Mayor Gavin Newsom is reporting a twenty-eight percent drop in the homeless population from a similar count in 2002. He is crediting the program Care Not Cash which began in May 2004. The program reduced the ridiculous welfare checks to the homeless from $410 a month to $59 a month. The reduction in pay was replaced with either a shelter bed or a permanent room. After implementing the program the number of homeless people on welfare dropped 72 percent.
I find it ridiculous that they were paying homeless people to stay in their city. I find it ridiculous that they're giving them permanent housing as well, but that's just me.
Advocates for the homeless call the study bogus and say they have not seen a dramatic drop in the homeless population. In addition they note surrounding counties have even reported an increase, which they even go so far as to accuse the governor of driving the homeless out of the city in buses.
San Francisco Chronicle
San Francisco's new figures are based on a one-night homeless count, taken between 8 p.m. Jan. 26 and about 8 a.m. the next morning. It showed the city now has 6,248 homeless people living on the streets or in jails, shelters, rehabilitation centers or other emergency facilities -- a 28 percent decline compared to 8,640 in October 2002, the last time such a count was conducted.
"There are still a lot of homeless people out there, and I'm still seeing some of the same people I've seen for the past 10 years," Newsom said at a news conference to announce the numbers. "But it's time to start focusing on the good things that are happening."
The new figures were met with disbelief from homeless advocates who say they don't square with reality on the streets. And they come at a time when most other counties in the Bay Area expect to report an increase in their homeless populations, leading to speculation that perhaps some homeless people are being driven out of the city by its welfare-slashing Care Not Cash program.

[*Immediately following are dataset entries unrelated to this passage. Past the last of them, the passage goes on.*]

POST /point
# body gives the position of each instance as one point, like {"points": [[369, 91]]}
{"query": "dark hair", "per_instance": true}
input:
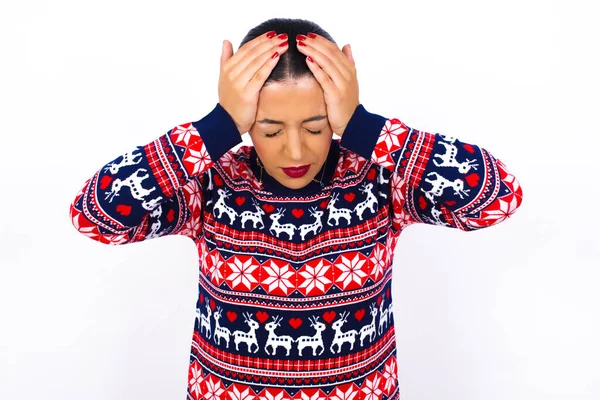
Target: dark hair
{"points": [[292, 65]]}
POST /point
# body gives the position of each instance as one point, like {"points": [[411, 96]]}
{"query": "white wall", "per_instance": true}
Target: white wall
{"points": [[509, 312]]}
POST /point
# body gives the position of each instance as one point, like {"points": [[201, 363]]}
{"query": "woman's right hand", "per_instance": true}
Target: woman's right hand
{"points": [[243, 75]]}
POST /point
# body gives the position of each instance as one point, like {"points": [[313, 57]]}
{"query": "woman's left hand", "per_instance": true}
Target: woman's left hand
{"points": [[335, 70]]}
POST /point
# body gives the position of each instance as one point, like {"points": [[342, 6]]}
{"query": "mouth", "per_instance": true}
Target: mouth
{"points": [[296, 172]]}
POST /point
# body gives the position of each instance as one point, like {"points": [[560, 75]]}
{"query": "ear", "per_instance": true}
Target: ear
{"points": [[348, 52]]}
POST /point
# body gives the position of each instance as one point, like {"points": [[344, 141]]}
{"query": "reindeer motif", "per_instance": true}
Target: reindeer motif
{"points": [[315, 226], [151, 204], [205, 320], [254, 216], [275, 341], [341, 337], [156, 213], [436, 217], [370, 202], [277, 227], [127, 159], [369, 330], [449, 157], [440, 183], [383, 313], [220, 331], [224, 208], [382, 181], [337, 213], [314, 341], [209, 187], [247, 337], [134, 183]]}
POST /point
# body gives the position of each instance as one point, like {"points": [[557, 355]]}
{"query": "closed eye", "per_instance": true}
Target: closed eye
{"points": [[275, 133]]}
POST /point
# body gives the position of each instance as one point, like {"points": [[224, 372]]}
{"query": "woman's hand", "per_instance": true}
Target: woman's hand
{"points": [[244, 73], [335, 71]]}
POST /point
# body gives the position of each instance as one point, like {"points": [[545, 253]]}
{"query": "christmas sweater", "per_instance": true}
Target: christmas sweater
{"points": [[294, 290]]}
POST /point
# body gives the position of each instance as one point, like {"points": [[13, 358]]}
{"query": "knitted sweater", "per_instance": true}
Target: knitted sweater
{"points": [[294, 291]]}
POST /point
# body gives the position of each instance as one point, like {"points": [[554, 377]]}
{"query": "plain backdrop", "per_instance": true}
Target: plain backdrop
{"points": [[507, 312]]}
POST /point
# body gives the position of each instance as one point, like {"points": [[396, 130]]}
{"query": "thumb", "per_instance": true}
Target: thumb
{"points": [[226, 51], [347, 50]]}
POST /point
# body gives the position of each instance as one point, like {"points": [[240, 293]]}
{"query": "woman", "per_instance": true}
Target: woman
{"points": [[295, 234]]}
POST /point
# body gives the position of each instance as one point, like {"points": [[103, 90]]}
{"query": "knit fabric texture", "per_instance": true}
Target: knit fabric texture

"It's an outrageous undercount, politically motivated," said Jennifer Friedenbach of the San Francisco advocacy group the Coalition on Homelessness. "We've been looking at encampments and visit 15 different sites a week, and the numbers may have dropped a little, but we have not seen as dramatic a drop. "
One city of note with an increase was my old stomping grounds in Santa Clara, which now has 7,000 ex-dot commers walking down the El Camino Real.
It's been raining.
In spring, I'll be back to stepping over urine-soaked bodies and dodging shopping carts, and I work downtown off Market and Bush.
I applaud the Care Not Cash program, but I'm not convinced it's been implemented.